En fin de journée passent Stéphanie Renault et Guillemette Morin, chargées d’études, pour le CAUE du 93, qui veulent instaurer un partenariat avec Rossana pour créer un jardin pédagogique dédié aux enfants de Saint Denis. Développer des relations avec le CAUE est primordial pour ouvrir l’Académie sur le quartier. Elles visitent et s’informent sur le jardin, accompagnées par Liliana qui leur explique les tenants et aboutissants du Laboratoire du Dehors. Elles souhaitent montrer ce jardin exemplaire au service des espaces verts de la Plaine Saint Denis pour  leur offrir une vision alternative à l’entretien classique des parcs urbains.

Jour 3, le 4 mai 2011

Soleil, ciel bleu, un vent frais.

Ce matin, Laura et Damien commencent à répertorier les plantes pour leur ‘’Petite flore de l’Académie’’. Ils élaborent des textes et des descriptions ethnobotaniques. Ils prennent en photo les arbustes, vivaces et herbacées. Thomas leur passe la charte graphique pour que la flore fasse partie intégrante des documents et notices que nous laisserons derrière nous, à l’Académie. Des animateurs visitent le jardin avec Rossana et Liliana. Ils veulent emmener leurs élèves visiter le projet, commencer des actions sur les talus fin mai, sensibiliser les jeunes d’un collège à la végétation en ville.

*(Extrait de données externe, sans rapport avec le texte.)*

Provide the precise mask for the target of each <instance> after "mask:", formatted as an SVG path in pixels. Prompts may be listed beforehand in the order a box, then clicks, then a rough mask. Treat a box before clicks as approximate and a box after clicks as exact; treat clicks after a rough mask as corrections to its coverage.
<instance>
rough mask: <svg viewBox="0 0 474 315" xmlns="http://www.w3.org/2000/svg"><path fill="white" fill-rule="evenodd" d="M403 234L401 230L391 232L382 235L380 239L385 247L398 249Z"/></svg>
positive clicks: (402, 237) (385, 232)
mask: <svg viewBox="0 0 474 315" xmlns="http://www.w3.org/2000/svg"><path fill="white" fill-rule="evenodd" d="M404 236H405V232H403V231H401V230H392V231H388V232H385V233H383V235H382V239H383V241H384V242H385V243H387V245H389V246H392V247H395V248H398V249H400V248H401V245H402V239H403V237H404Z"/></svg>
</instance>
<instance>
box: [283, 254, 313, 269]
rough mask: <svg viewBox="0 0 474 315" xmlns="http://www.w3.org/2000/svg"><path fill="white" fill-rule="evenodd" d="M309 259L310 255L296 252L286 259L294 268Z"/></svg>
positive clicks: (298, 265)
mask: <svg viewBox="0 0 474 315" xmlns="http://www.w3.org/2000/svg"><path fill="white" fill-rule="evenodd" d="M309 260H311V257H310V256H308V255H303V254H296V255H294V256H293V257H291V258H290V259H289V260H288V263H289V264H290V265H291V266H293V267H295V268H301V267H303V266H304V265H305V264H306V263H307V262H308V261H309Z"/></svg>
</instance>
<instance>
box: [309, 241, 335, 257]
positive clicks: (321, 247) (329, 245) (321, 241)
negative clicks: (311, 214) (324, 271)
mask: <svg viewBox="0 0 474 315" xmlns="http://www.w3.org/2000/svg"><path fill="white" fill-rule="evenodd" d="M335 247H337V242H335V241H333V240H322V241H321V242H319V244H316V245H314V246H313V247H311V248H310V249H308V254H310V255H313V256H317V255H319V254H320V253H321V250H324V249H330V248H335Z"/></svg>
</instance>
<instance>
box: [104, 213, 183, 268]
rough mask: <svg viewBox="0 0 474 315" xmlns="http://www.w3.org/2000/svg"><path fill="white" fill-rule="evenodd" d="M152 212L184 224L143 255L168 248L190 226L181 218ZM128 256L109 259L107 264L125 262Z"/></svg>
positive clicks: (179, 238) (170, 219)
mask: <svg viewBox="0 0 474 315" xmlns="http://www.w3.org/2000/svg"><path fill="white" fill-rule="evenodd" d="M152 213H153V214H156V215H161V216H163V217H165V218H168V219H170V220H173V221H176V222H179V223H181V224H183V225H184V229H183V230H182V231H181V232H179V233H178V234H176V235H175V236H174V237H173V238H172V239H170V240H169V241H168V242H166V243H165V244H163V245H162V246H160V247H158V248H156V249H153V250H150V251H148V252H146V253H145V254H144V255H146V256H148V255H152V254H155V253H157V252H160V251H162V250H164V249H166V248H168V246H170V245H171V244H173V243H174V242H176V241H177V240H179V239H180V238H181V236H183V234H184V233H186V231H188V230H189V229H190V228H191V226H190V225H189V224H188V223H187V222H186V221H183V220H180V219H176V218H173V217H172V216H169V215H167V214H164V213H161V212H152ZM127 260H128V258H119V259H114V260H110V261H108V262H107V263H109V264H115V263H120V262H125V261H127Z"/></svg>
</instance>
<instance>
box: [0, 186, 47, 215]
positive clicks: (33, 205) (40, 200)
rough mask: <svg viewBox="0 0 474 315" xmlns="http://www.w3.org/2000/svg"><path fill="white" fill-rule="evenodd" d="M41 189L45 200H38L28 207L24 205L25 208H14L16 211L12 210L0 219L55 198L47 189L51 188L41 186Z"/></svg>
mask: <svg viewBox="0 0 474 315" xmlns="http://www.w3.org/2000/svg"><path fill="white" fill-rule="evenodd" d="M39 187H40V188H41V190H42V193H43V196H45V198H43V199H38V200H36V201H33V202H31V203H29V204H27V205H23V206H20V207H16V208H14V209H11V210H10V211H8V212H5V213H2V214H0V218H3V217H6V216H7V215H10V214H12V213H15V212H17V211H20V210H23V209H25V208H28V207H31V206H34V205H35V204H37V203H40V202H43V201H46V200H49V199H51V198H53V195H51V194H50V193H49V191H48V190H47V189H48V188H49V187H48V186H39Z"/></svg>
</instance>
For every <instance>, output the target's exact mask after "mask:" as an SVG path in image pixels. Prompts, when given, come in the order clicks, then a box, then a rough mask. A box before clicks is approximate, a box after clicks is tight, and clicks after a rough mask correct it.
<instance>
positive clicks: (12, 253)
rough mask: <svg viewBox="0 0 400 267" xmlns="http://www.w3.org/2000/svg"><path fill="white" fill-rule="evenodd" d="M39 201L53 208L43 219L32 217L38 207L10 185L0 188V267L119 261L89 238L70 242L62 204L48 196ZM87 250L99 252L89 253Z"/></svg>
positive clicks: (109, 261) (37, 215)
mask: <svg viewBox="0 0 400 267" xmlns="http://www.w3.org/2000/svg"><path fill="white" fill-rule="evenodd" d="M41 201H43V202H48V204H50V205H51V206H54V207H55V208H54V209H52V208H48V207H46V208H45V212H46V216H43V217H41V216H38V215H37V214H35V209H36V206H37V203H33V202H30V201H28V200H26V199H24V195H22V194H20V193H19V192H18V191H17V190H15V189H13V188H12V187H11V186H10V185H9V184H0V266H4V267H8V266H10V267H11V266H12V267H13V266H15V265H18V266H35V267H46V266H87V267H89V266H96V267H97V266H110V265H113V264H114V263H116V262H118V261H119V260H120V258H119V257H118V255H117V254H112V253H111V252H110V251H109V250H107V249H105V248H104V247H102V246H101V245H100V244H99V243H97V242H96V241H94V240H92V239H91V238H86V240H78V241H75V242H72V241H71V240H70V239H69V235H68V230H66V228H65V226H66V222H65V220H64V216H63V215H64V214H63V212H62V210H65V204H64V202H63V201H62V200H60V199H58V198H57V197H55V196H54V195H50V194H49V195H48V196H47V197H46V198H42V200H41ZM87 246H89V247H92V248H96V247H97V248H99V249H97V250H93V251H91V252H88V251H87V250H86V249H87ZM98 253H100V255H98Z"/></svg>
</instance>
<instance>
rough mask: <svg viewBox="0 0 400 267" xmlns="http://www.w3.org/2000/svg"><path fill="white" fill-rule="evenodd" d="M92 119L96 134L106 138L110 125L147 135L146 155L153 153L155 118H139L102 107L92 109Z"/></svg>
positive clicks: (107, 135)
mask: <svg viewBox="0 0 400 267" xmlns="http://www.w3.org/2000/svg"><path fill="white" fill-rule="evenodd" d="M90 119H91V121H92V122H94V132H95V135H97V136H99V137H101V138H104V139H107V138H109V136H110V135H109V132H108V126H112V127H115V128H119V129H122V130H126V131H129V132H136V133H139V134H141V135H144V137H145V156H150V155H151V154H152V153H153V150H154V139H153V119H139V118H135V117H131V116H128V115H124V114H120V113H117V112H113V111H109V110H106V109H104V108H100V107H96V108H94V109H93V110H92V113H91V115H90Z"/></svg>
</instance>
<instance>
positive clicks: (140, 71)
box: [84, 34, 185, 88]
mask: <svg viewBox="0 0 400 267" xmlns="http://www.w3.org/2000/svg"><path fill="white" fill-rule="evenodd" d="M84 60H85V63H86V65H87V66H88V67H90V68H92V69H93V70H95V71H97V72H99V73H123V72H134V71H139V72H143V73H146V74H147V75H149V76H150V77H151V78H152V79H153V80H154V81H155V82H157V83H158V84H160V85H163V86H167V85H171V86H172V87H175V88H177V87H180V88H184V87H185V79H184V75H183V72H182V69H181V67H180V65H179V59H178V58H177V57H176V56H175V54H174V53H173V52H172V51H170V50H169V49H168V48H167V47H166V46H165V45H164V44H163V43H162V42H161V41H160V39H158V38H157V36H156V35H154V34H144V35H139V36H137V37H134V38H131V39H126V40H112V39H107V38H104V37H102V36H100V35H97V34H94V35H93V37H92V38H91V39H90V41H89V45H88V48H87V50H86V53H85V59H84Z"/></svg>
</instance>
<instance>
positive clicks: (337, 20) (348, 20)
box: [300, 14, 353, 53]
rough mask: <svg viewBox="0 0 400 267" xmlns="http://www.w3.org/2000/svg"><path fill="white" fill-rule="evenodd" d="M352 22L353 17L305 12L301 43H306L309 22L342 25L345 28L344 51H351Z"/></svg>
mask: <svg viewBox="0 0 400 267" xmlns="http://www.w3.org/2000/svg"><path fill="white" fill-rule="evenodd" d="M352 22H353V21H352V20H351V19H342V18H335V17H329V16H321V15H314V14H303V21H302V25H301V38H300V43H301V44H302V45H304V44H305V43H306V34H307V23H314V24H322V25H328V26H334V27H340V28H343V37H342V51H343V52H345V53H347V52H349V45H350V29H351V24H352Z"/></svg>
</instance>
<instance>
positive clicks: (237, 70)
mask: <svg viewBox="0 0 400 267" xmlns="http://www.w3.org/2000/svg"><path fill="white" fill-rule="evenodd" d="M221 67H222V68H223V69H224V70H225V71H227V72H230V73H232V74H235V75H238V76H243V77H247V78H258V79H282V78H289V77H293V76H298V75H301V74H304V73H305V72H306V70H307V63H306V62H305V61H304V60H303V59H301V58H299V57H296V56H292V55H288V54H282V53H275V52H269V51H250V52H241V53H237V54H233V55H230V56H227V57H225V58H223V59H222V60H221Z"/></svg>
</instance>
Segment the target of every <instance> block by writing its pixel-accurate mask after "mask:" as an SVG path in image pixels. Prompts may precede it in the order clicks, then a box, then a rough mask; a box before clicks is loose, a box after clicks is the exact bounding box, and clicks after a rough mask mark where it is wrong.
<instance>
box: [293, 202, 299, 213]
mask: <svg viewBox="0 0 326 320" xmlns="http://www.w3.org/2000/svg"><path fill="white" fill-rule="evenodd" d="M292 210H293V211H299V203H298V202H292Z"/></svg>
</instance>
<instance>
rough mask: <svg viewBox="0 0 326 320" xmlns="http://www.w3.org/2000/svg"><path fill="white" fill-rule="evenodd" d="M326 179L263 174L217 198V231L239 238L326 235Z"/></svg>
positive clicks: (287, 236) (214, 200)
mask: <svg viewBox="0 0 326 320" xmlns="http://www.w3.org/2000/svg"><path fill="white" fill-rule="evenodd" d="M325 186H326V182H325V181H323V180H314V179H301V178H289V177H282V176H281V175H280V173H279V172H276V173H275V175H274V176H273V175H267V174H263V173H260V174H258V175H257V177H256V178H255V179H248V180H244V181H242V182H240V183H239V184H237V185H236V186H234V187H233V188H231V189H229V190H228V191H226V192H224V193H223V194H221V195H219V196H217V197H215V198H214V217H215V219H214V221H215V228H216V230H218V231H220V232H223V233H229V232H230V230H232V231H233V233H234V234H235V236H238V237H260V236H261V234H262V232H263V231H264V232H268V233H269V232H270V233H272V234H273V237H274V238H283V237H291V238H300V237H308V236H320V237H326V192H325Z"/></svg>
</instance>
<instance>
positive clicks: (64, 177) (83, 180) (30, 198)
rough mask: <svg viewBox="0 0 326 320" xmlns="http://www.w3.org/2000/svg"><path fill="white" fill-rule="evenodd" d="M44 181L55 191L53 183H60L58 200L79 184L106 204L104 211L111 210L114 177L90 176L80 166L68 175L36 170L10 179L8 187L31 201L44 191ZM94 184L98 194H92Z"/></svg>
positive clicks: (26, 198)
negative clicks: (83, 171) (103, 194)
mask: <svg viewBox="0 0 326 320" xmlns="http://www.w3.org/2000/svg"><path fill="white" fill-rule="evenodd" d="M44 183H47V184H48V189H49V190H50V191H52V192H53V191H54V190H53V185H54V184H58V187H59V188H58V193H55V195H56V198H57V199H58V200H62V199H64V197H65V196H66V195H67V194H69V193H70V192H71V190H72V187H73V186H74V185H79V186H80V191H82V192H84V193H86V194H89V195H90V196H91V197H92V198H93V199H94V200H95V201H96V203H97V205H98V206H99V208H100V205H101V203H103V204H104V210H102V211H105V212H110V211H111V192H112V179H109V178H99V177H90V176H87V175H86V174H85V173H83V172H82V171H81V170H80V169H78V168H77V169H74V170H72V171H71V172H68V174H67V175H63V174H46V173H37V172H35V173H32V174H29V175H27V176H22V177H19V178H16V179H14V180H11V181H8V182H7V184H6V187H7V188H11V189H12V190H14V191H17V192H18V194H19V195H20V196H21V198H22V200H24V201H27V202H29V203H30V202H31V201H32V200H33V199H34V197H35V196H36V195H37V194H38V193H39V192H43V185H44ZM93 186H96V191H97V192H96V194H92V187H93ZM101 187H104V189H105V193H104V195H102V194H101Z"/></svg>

Le jardin de l’Académie leur semble idéal car il allie esthétique et écologie. Nous déjeunons avec Philippe Fenwick, metteur en scène et metteur en piste pour les Impromptus, portes ouvertes annuelles de l’école durant lesquelles les élèves montrent des spectacles et des numéros élaborés à cette occasion. Il souhaite que nous élaborions quelque chose pour les impromptus, afin de mettre en valeur les espaces extérieurs.

cocon 2_15_1

Olivier, Laurence et Marie finissent les cocons. Ils travaillent avec les costumières qui les aident à coudre le filet sur les structures. Enfin ils accrochent les structures dans les ailantes, prêtes à recevoir les précieuses chenilles. Tandis que Capucine et Thomas travaillent sur le compte-rendu du chantier, les autres élaguent, rangent, nettoient pour laisser l’Académie propre avant de partir pour 5 mois d’été et ne revenir qu’en octobre prochain.